I walked a few steps past him and then stopped in my tracks where I stood for a few seconds, debating whether to turn around or not.  "Just say yes," a voice in my head seemed to say, so I walked back.

"You got my attention," I told the young man once I was standing in front of him. "What do you do, exactly?"  He went on to say that he would write me a poem on any topic that I chose right then and there.  

"That's cool," I told him.  "Okay, I'm in.

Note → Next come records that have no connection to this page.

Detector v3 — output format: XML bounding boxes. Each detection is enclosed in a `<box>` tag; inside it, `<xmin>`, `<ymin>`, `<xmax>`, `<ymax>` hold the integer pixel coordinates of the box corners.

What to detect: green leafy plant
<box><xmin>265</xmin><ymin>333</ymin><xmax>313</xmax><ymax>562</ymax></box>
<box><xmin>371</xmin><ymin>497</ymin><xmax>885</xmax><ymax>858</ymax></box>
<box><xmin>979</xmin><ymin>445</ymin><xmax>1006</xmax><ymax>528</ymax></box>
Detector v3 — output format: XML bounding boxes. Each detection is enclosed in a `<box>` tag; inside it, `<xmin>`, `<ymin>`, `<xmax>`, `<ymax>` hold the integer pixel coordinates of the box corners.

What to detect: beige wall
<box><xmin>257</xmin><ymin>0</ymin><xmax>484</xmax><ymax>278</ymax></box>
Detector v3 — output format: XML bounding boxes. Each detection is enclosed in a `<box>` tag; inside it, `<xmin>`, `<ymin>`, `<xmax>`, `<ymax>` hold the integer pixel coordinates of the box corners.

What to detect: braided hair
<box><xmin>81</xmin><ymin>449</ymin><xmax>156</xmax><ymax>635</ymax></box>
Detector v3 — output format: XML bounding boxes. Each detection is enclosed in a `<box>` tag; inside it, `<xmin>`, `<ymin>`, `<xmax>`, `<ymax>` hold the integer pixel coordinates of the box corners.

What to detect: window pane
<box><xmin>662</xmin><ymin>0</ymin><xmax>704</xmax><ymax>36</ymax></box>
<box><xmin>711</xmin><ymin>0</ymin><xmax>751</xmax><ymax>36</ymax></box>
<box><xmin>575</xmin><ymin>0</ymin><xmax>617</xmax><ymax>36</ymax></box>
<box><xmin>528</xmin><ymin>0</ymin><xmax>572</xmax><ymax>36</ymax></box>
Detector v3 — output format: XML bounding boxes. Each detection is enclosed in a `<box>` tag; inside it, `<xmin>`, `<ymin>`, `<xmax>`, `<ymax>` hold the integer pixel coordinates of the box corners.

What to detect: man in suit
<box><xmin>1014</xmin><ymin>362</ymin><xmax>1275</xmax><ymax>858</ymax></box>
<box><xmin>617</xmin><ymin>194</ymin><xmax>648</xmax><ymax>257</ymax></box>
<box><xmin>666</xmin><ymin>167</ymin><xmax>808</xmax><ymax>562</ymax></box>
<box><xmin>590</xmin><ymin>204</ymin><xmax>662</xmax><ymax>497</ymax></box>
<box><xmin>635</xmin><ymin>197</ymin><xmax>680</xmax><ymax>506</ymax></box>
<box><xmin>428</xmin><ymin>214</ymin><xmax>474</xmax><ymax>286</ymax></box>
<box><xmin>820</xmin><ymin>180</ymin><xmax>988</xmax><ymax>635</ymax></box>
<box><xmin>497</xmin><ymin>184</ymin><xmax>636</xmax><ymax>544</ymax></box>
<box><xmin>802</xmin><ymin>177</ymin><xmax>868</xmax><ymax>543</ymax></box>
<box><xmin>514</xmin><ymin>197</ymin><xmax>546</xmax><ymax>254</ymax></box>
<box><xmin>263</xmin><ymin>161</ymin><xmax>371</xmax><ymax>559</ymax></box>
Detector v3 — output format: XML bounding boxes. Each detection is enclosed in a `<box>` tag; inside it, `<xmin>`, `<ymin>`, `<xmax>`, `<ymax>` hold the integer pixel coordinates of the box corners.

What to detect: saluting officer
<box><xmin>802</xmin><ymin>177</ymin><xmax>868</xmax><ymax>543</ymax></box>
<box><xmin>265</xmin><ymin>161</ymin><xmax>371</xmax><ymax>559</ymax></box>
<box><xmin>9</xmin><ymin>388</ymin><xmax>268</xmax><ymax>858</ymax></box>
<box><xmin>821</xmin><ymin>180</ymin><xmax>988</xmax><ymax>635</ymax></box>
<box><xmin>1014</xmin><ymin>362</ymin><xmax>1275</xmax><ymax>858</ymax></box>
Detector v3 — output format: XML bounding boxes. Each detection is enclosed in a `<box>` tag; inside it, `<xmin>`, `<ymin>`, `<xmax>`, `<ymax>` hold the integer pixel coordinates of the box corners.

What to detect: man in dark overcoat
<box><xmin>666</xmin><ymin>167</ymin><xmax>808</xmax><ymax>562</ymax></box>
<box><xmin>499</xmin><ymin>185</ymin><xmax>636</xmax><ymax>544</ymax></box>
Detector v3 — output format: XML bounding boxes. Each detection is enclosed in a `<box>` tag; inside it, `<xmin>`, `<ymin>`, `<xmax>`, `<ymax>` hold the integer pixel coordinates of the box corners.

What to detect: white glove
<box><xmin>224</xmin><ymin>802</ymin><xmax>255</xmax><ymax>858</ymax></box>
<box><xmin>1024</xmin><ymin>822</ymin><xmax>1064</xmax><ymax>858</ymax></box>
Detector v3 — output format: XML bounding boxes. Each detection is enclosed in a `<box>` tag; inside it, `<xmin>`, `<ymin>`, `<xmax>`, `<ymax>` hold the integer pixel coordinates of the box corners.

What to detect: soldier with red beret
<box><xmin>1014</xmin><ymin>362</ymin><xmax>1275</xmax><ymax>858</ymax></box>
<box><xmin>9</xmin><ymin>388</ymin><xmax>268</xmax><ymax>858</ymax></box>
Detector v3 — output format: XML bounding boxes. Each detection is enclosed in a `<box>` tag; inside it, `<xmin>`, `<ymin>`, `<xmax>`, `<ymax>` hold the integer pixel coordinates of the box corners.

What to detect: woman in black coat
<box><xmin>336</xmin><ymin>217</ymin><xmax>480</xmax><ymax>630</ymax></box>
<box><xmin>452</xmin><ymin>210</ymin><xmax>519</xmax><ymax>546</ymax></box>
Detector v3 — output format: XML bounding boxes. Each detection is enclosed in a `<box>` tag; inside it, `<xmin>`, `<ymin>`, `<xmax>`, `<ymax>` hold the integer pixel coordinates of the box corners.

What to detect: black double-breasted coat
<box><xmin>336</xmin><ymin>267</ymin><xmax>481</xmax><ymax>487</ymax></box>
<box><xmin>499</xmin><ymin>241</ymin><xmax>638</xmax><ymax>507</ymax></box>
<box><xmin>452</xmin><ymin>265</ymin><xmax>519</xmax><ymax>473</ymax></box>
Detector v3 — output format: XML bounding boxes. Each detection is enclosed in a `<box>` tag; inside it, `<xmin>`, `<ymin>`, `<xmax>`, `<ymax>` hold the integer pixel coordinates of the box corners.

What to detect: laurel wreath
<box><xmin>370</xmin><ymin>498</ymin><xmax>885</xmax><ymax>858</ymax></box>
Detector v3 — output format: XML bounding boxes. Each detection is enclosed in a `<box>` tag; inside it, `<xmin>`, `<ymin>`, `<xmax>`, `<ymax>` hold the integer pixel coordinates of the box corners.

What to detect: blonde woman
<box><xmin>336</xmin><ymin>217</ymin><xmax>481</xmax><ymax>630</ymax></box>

Any topic...hmmm." 

I stood there not knowing what to say at first, but then it came to me in a flash... I stared at the ground for a few beats, and then finally spoke the words that I didn't really want to say out loud for some reason: "Divine Intervention."  

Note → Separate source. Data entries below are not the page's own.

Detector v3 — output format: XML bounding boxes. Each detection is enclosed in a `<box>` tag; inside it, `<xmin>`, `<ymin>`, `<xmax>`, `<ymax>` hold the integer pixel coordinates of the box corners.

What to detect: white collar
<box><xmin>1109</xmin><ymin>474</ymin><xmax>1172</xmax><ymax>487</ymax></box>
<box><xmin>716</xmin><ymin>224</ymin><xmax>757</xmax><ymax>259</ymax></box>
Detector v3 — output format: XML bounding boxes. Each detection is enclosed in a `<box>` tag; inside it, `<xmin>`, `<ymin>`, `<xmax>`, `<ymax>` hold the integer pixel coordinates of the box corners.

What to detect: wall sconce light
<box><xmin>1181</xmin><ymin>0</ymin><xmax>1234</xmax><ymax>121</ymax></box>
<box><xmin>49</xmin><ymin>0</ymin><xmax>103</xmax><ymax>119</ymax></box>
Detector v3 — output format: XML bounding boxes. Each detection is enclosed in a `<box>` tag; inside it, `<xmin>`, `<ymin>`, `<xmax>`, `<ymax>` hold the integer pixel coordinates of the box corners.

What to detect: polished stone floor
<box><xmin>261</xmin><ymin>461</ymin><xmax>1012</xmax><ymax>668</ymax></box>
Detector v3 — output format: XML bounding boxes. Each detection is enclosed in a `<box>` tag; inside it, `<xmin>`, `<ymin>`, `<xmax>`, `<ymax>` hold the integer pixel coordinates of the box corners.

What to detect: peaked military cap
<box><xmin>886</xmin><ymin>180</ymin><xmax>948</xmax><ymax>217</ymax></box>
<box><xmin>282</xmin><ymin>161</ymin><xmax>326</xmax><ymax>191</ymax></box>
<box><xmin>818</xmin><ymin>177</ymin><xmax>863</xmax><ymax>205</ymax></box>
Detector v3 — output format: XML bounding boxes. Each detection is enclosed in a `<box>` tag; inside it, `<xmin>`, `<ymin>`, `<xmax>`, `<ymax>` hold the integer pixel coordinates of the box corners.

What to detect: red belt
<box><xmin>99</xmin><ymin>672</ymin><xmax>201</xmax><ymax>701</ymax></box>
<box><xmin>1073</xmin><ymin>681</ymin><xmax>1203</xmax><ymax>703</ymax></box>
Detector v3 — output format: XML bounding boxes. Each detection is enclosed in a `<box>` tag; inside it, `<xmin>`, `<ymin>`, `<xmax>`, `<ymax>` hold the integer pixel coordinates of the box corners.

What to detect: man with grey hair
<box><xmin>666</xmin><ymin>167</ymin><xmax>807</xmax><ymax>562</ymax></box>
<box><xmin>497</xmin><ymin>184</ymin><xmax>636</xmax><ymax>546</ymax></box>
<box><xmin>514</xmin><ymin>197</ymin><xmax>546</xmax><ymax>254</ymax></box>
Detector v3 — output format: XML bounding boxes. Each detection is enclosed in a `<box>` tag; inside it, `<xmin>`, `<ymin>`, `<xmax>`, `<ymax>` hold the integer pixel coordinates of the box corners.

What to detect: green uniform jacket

Now it was his turn to stare at the ground. "That's a good one," he said softly.  "Okay, here goes."  And with that, he began typing on his old typewriter, the keys clicking and clacking, followed by a return here and there.  

As he typed, I thought about why those particular words had come to me--out of all of the words I could have chosen.  

I realized then that they had come from the same place as the prayers I've been praying lately... a place deep inside that desperately wants to know that God is somewhere in the middle of this crazy world...  

When he finished, he pulled out the piece of paper, and read it silently.  "Do you want to hear it?" he asked me at last.  I told him that I did, and this is what he read to me: 

stuck waiting
for the clock to start ticking
for the wheels to carry us
back home to where the heart 
is hiding
open up our hands to the sky
and let the rain point the way
and let the puddles of clear water
whisper the insane secret of hope.  - Alexander Jusandis 

"That's perfect," I whispered.  And it was.  

The poem was a prayer.  The poem was also an answer to a prayer.  The poem said what I'd wordlessly been praying when I felt like I had no words.  

It was in its essence the very thing that it was about--a divine intervention. 

The poet Padraig O' Tuama recently wrote: 

Prayer, like poetry--like breath, like our own names--has a fundamental rhythm in our bodies.  it changes, it adapts, it varies from the canon, it sings, it sears, it is syncopated by the rhythm underneath the rhythm, the love underneath the love, the rhyme underneath the rhyme, the name underneath the name, the welcome underneath the welcome, the prayer beneath the prayer.  

I would add this to O' Tuama's beautiful description:  God is the ground... the event... the happening... the cause and effect underneath all of everything... underneath our prayers, our wordless cries, and the desires we feel to simply know.  

May you experience divine intervention today.  May you discover the ground of your being in God's surprising presence.  May it be so.  And may the grace and peace of our Lord Jesus Christ be with you now and always. Amen.